Yep. The article is no more. The original line from the article read as copied:

. . .(his father, Tom [Pigott], sold Spring Arbor to Ingram in 1997).

So yes, it's difficult to provide information when the articles you point to keep getting pulled.
******

What's going on with Spring Arbor anyway? I'm fairly certain that when Ingram purchased Spring Arbor from Tom Pigott in 1997 they didn't plan on pursuing the exact same closed, denominationally discriminative targeted market CBA was set up to serve in 1950 (and then ECPA (a group of CBA publishers) organized in the seventies) but it seems CBA member bookstores plans to make them tow the line, if you will. Because even though Ingram/Spring Arbor approves books by authors whose publishers don't belong to the fee-based Christian Booksellers (trade) Association and who don't write within restrictive guidelines to appeal to visitors of the once aptly named Baptist Bookstores,
member bookstores continue to reject books not from fee-paying member publishers.
It would seem then that CBA still runs the show. There are tons of marketing options for CBA member publishers and authors through Ingram's Spring Arbor yet NOTHING for all the "other" authors Spring Arbor approves for distribution to the Christian market.
You have to be a fee-paying member to take advantage.
So is Spring Arbor still owned by CBA or what?

Of course they are!

Doesn't matter if your book is approved by Ingram's Spring Arbor if you don't pay CBA their fee and write targeted fiction for a very denominational group of readers, then you still don't get into member Christian Bookstores.
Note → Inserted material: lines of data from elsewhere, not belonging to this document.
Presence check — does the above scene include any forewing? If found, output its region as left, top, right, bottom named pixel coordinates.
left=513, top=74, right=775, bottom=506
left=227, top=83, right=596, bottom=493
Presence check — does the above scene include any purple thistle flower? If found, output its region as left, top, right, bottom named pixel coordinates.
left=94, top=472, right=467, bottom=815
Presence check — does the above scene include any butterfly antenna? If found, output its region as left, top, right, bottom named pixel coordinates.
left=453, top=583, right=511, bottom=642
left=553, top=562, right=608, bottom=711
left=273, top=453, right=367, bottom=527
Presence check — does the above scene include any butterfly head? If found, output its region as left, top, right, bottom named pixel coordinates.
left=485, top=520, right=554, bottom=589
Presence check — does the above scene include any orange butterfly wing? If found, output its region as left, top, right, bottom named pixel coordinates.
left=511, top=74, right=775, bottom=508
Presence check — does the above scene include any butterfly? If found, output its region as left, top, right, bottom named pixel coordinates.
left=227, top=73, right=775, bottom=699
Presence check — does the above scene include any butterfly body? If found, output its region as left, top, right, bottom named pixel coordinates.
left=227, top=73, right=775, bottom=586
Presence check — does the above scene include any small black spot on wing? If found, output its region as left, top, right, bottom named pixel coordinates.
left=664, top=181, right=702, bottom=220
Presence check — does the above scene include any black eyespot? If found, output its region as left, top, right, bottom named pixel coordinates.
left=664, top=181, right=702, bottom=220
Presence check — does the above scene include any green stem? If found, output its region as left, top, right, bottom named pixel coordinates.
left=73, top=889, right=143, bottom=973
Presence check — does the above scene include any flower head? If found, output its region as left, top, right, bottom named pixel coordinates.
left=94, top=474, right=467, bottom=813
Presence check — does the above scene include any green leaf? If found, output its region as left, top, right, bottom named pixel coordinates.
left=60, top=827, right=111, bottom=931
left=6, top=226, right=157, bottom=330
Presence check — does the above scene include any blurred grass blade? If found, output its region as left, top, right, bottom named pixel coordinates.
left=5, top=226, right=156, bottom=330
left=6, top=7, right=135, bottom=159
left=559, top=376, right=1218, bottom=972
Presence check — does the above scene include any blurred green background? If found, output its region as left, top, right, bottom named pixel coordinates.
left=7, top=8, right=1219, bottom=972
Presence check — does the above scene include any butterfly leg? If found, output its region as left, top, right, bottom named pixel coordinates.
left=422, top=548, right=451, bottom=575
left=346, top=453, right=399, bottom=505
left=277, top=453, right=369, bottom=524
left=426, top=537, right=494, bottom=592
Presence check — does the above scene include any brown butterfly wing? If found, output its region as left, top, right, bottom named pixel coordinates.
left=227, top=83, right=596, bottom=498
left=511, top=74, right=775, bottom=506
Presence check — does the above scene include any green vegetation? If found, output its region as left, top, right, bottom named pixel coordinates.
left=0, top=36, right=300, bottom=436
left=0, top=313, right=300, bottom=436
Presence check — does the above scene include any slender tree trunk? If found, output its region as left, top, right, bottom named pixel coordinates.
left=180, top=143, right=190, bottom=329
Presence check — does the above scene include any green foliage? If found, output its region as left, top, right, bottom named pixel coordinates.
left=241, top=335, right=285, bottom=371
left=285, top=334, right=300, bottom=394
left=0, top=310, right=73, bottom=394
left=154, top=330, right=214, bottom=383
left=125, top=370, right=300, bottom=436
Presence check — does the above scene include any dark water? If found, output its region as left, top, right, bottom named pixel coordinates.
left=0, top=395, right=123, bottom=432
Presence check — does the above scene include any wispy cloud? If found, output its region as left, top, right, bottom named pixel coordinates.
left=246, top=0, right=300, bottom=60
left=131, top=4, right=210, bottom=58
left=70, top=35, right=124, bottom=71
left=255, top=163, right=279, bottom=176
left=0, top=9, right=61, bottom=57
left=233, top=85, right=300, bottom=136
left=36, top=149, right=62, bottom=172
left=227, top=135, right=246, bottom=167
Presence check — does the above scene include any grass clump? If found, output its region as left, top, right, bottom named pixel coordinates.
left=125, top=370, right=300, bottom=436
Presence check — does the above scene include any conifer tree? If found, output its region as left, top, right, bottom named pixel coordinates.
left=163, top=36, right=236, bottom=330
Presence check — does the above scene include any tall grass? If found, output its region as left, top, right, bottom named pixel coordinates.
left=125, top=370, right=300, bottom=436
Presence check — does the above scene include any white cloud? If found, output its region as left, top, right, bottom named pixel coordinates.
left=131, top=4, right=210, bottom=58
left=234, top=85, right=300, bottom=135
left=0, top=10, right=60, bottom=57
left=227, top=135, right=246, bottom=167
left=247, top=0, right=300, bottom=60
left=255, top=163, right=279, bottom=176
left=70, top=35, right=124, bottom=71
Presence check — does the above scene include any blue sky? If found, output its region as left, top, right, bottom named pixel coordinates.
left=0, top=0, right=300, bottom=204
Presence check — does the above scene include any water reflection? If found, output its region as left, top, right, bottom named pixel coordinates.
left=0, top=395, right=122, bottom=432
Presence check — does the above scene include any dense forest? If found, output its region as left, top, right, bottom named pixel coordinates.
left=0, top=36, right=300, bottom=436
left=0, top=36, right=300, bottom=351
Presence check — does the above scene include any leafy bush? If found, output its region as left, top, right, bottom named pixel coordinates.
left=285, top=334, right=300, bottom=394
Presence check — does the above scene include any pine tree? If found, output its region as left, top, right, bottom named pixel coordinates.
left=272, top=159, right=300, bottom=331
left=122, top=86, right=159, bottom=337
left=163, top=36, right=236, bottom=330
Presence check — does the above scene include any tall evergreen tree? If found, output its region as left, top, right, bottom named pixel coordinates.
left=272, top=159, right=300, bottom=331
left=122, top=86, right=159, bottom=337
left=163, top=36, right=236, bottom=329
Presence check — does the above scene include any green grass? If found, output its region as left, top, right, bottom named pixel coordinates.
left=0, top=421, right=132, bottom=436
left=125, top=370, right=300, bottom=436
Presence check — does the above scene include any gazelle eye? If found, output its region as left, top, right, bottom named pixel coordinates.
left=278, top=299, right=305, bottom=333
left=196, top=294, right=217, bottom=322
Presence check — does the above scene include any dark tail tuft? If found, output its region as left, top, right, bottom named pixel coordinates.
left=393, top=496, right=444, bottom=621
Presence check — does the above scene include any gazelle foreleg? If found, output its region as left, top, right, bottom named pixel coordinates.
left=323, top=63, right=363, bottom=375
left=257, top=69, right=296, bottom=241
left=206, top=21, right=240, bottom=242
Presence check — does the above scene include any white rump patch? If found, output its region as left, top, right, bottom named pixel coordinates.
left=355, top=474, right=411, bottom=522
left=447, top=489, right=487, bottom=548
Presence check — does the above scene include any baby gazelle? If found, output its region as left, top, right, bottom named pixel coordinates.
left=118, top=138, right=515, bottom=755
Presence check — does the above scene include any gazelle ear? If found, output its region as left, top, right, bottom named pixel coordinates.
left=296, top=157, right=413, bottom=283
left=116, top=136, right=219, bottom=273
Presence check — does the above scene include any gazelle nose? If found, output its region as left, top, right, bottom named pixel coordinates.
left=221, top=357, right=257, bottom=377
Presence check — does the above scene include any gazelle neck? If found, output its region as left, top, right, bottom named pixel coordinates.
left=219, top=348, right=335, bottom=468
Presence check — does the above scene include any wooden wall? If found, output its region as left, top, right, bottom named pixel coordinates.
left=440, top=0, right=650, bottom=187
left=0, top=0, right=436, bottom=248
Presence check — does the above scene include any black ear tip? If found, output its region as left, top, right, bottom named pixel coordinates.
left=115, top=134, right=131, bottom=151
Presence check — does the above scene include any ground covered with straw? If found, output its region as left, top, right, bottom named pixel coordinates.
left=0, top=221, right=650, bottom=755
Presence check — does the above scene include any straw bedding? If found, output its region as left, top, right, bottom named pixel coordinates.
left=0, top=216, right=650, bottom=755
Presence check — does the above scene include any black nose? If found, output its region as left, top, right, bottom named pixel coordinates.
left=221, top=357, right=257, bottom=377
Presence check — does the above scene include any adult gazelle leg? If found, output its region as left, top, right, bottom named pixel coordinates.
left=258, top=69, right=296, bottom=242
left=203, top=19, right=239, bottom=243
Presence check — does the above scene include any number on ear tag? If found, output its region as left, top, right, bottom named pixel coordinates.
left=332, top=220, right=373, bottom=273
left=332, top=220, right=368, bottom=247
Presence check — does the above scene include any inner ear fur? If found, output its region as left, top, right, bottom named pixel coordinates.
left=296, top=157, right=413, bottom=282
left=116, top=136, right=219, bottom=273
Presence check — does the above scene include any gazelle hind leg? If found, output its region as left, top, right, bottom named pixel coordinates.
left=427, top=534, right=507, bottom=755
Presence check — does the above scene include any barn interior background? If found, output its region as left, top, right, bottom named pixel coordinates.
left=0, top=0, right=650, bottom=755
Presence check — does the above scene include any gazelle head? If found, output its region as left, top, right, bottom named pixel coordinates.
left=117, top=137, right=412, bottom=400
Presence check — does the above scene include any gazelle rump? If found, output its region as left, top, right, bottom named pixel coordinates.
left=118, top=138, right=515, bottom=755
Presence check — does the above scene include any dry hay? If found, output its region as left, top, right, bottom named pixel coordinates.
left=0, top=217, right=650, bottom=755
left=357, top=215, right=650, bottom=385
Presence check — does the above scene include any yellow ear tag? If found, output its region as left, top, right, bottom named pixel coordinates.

That in itself is no big deal when you understand that member Christian bookstores are ONLY for CBA and ECPA approved books.

As an author, the goal is to have a presence in any bookstore where readers show an interest in your work. I submitted both of my books for approval by Ingram's Spring Arbor after having many readers from CBA's closed market enjoy my story. Both stories were approved but NO member Christian Bookstore would let me in to do signings or even allow me to place a few books in stores where I knew customers were. And the reason given was that I needed a member publisher to have published my book. But I'd already contacted member publishers and they all told me my work didn't fit their denominationally discriminative guidelines.

So how is it that CBA and ECPA affiliated publishers can freely place their books in general market bookstores (not ABA bookstores as CBAer's refer to them) but can discriminate and keep non-affiliated Spring Arbor approved Christian authors completely out of their stores? They never planned on letting any book into their stores unless it was from a fee-paying CBA member. They got you Ingram!

Keep in mind, Christian is a broad term not one that marks a particular denomination. If a bookstore doesn't represent what all Christians want to see then the bookstore should be aptly renamed. No one accidentally walks into a LDS Christian bookstore without knowing where they are or a Catholic bookstore. CBA member bookstores used to be called Baptist bookstores. It is my opinion they should go back to that.

I've since asked to have Never Ceese unapproved for distribution to the Christian market. As you can guess it made no difference because approval to Spring Arbor means nothing for anyone not even for CBA affiliated authors.

Do remember and keep in mind also that Ingram/Spring Arbor has a vested interest in CBA. Why they're a fee-paying member. No there's no bias there whatsoever. Good Lord!